Secara politis, kebijakan yang ditempuh di dalam hal penyusunan kabinet tersebut tidak ada yang salah karena menyangkut kewenangan atau hak prerogatif Gubernur Kepri. Namun jika di lihat dari sisi realitas masyarakat majemuk, tentulah kabinet ini tidak legitimated karena tidak mencerminkan semangat pluralisme. Kebijakan Ismeth sama sekali tidak mempertimbangkan keseimbangan budaya sehingga menimbulkan paradoks kultural di tengah-tengah masyarakat kita yang heterogen. Dilihat dari perspektif sosiologisnya, kebijakan tersebut telah melahirkan prasangka-prasangka sosial yang bersifat kedaerahan dan tentunya menimbulkan ketidaknyamanan kultural di tengah-tengah masyarakat luas. Kini kita dihadapkan pada sebuah fakta paradoksal, bahwa masalah sosial dan budaya menjadi salah satu kendala utama bagi usaha mencapai kesetaraan dan keseimbangan.

Jika kita perhatikan secara seksama, maka sesungguhnya ada tiga prinsip dasar (di dalam konteks heterogenitas masyarakat Provinsi Kepri) yang diabaikan oleh Ismeth Abdullah dalam penyusunan kabinetnya yaitu 1. Plurality (pluralitas), 2. Diversity (keragaman) dan 3. Multicultural (multikultural). Ketiga unsur itu sesungguhnya tidak mempresentasikan hal yang sama, walaupun semuanya mengacu kepada adanya ‘ketidaktunggalan’. Konsep pluralitas mengandaikan adanya ‘hal-hal yang lebih dari satu’, keragaman menunjukan bahwa keberadaan yang ‘lebih dari satu’ itu berbeda-beda, heterogen, dan bahkan tak dapat disamakan. Pada abad ke-20, kemajemukan menjadi syarat demokrasi. Serba tunggal, misalnya, satu partai politik, satu calon pemimpin, dianggap sebagai bentuk pemaksaan dari negara. Apabila pluralitas sekedar mepresentasikan adanya kemajemukan (yang lebih dari satu), multikulturalisme memberikan penegasan bahwa dengan segala perbedaannya itu mereka adalah sama di dalam ruang publik. Multikulturalisme menjadi semacam respons kebijakan baru terhadap keragaman. Dengan kata lain, adanya komunitas-komunitas yang berbeda saja tidak cukup; sebab yang terpenting adalah bahwa komunitas-komunitas itu diperlakukan dan diperlukan sama oleh negara.
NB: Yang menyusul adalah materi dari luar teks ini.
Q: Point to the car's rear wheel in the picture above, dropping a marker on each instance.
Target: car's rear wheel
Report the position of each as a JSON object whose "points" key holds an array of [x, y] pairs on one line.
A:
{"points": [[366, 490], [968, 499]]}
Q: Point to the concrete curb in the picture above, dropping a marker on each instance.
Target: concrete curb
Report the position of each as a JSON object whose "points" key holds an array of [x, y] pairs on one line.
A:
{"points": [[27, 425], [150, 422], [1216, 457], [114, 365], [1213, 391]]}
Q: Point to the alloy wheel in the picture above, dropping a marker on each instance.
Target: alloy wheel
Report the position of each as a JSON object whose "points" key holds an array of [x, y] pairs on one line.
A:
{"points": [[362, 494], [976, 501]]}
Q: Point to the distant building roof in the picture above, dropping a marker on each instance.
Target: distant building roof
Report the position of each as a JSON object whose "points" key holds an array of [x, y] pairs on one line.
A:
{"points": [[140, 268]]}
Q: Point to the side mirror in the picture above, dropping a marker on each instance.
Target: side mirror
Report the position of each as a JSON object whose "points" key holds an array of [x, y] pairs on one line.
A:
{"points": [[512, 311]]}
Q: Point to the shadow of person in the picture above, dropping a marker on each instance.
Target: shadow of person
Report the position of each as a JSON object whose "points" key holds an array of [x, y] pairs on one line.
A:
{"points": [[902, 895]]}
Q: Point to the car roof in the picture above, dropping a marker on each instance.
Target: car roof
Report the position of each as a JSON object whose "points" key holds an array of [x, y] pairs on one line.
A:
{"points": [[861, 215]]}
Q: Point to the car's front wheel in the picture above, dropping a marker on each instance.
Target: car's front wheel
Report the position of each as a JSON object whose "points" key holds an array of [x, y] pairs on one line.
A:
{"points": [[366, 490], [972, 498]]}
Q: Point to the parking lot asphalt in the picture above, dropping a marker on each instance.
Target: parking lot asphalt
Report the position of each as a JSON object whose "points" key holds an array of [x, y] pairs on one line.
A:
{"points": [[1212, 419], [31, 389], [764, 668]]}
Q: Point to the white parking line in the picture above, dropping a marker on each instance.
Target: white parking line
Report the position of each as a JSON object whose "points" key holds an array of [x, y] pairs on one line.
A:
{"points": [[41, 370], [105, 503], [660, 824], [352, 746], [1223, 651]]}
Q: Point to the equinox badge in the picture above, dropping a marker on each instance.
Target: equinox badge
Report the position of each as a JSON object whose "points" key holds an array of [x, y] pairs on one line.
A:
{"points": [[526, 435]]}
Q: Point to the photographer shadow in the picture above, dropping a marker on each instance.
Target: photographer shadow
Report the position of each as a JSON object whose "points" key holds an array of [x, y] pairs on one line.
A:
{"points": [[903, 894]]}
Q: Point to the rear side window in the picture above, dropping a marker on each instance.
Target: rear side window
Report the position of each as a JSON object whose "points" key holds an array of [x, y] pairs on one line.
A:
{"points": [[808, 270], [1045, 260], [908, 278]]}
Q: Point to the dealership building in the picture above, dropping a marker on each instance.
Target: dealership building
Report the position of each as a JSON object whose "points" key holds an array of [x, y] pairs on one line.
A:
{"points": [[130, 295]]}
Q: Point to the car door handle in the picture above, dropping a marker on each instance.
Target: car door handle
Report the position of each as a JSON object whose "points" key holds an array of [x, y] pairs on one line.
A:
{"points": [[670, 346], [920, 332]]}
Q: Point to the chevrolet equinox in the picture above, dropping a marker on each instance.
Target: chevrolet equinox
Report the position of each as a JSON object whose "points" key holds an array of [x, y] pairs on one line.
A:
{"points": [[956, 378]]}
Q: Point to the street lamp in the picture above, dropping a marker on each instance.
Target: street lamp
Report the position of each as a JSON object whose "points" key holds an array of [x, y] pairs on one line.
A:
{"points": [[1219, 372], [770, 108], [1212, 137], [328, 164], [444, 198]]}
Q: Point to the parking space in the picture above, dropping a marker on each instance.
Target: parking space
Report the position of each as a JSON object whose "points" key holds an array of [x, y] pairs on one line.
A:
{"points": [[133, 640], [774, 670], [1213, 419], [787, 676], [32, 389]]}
Pengingkaran terhadap ketiga prinsip dasar itu dapat menimbulkan tanda tanya dari masyarakat, baik secara etis maupun kultural. Kebijakan Ismeth menjadi kontradiktif dengan upayanya membangun dan mengembangkan Provinsi Kepri, yang notabene membutuhkan tenaga-tenaga profesioanal dan berkwalitas. Ismeth ‘seolah-olah’ mengenyampingkan pendapat umum yang mengatakan bahwa kwalitas dan sikap profesionalitas sesungguhnya tidak berkaitan dengan persoalan kedaerahan, tetapi di ukur oleh kemampuan profesional dan integritas seseorang. Sepertinya Ismeth sengaja memetakomflikan masyarakat melalui kebijakannya yang diskriminatif itu. Untuk kepentingan pembangunan provinsi Kepri, ia seharusnya tahu bahwa kebijakan diskriminatif tersebut sangat penting untuk diabaikan.

Di dalam konteks inilah penulis berpandangan bahwa semangat multikulturalisme harus mendasari kebijkan politik karena multikulturalisme memberikan kontribusi nyata terhadap agenda demokratisasi dan nondiskriminasi. “Perhatian yang besar terhadap equalitas (persamaan) dan nondiskriminasi kaum minoritas telah menghubungkan multikulturalisme dengan demokrasi. Bukankah sisi terpenting dari nilai demokrasi adalah keharusan memperlakukan berbagai kelompok atau individu yang berbeda tanpa diskriminasi? (Mun’im A Sirry, Kompas 1 Mei 2003). Disini terlihat secara terang-benderang bahwa Ismeth menafikan faktor pluralisme demi kepentingan politik praktisnya. Sebuah fakta yang menunjukan bahwa kebijakan politik Ismeth tidak memiliki landasan demokrasi yang kuat. Hal ini mengingatkan penulis tentang apa yang pernah diucapkan oleh Sidney Hook (1967) bahwa, “ Saya tegas-tegas mempercayai demokrasi, tapi bukan demokrasi dalam keluarga yang penuh dengan anak-anak kecil, di mana masing-masing mendapatkan satu suara, dan tak lebih dari itu; bukan demokrasi di panti penyandang cacat mental; tidak pula demokrasi di penjara”. Pertanyaanya adalah : Agenda tersembunyi (hidden agenda) apa yang ada dibalik kepentingan politiknya tersebut?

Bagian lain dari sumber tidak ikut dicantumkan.